One of my very first posts on this blog focused on this problematic way of thinking about women which treats them as objects, valuable only for how good they are at meeting others’ expectations of them. I will visit my main point in that post again here because I believe it to be a basic truth:

Every human being is valuable as is. A woman’s value does not depend on her marital status, her ability to produce children, her ability to perform domestic duties or her ability to satisfy the expectations of her family/church/society/whatever. A woman, like any other person, is valuable just for the mere fact of being a human being.

People everywhere need to know that women are valuable and worthy of respect just as they are. Girls and women in particular, need to know this as well because too many of us are being raised under the belief that we are less for being female.

In my life, I strongly reject any messages that teach otherwise whatever their origins may be. I think it’s about time for damaging ideas like these to be put to bed for good so I talk about this to whoever will listen, especially to other Nigerians. I think this is very important because the moment a woman fails to recognise her value and the agency she has over her life, there is no need for any outsiders be it a husband, in-laws, neighbours, church folk or society, to enslave and oppress her. The job is already complete in her own mind.

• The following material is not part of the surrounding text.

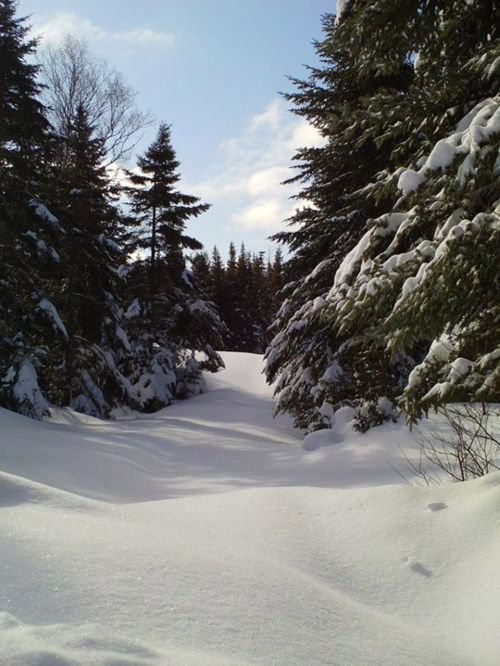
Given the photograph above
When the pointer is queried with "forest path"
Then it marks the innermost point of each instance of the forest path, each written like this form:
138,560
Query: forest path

6 responses to “A woman’s worth – moving away from the idea of women as baby making machines

  1. the funny thing is that the strongest opposition always comes from other women. i think a woman should be able to have a say in when and if she want to have a child. it shouldn’t be entirely up to the man or the society to decide. Both parties should be considerate of each other.

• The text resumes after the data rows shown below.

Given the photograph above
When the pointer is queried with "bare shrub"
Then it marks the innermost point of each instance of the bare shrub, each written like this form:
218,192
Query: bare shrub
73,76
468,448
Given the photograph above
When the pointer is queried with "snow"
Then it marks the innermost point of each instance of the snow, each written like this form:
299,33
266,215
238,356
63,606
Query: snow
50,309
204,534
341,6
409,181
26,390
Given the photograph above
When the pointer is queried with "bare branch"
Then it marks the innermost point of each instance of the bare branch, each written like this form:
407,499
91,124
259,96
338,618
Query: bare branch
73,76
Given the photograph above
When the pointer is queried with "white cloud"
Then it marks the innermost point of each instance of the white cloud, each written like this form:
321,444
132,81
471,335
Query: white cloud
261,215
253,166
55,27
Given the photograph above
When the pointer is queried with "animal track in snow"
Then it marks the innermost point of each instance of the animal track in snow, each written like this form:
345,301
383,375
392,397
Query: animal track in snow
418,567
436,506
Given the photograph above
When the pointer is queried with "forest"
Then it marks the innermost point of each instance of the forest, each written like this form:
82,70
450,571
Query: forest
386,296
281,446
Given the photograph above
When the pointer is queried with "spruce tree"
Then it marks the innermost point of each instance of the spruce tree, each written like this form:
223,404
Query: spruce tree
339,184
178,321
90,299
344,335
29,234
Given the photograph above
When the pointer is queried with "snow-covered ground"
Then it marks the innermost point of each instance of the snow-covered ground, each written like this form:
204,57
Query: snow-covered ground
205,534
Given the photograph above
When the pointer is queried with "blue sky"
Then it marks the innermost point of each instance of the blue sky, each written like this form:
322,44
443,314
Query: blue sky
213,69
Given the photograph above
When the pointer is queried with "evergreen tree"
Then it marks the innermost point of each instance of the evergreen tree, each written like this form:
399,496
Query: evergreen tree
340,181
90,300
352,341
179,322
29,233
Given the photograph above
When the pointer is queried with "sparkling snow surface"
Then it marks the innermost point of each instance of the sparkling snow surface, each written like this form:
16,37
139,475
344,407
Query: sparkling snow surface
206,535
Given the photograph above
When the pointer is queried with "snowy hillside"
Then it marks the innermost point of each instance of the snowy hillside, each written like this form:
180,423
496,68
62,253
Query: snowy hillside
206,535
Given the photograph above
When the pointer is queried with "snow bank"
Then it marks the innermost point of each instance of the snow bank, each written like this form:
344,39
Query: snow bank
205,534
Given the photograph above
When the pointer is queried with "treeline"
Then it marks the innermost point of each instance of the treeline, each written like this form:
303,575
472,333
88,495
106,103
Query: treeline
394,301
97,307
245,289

    • You make a great point about opposition from other women. It’s strange how that works. It seems to me as if such women feel that they have no choice or control over their lives and so no other woman should be able to have that either.

  2. You are so on point. It was till i came to UK that I met young men and women who will tell you categorically that they dont plan to marry or have kids. It was shocking for me to hear these women who felt they had the right to make that decision and have the society support that right. The freedom of it!!
    I tire to read comments on Linda Ikeji’s blog. It sad cause i do think it represents mainstream Nigerian thinking. The antiquidated ideas and cruelty stick out despite the gloss of smartphones and social media.

    • “It sad cause i do think it represents mainstream Nigerian thinking”.This is exactly why i chose that post from her blog as my starting point. Too often, i find that people try to claim these attitudes are in the past but almost everyday i come across examples from my peers. Sadly, misogyny is alive and well amongst Nigerians today regardless of their educational level or location in the world.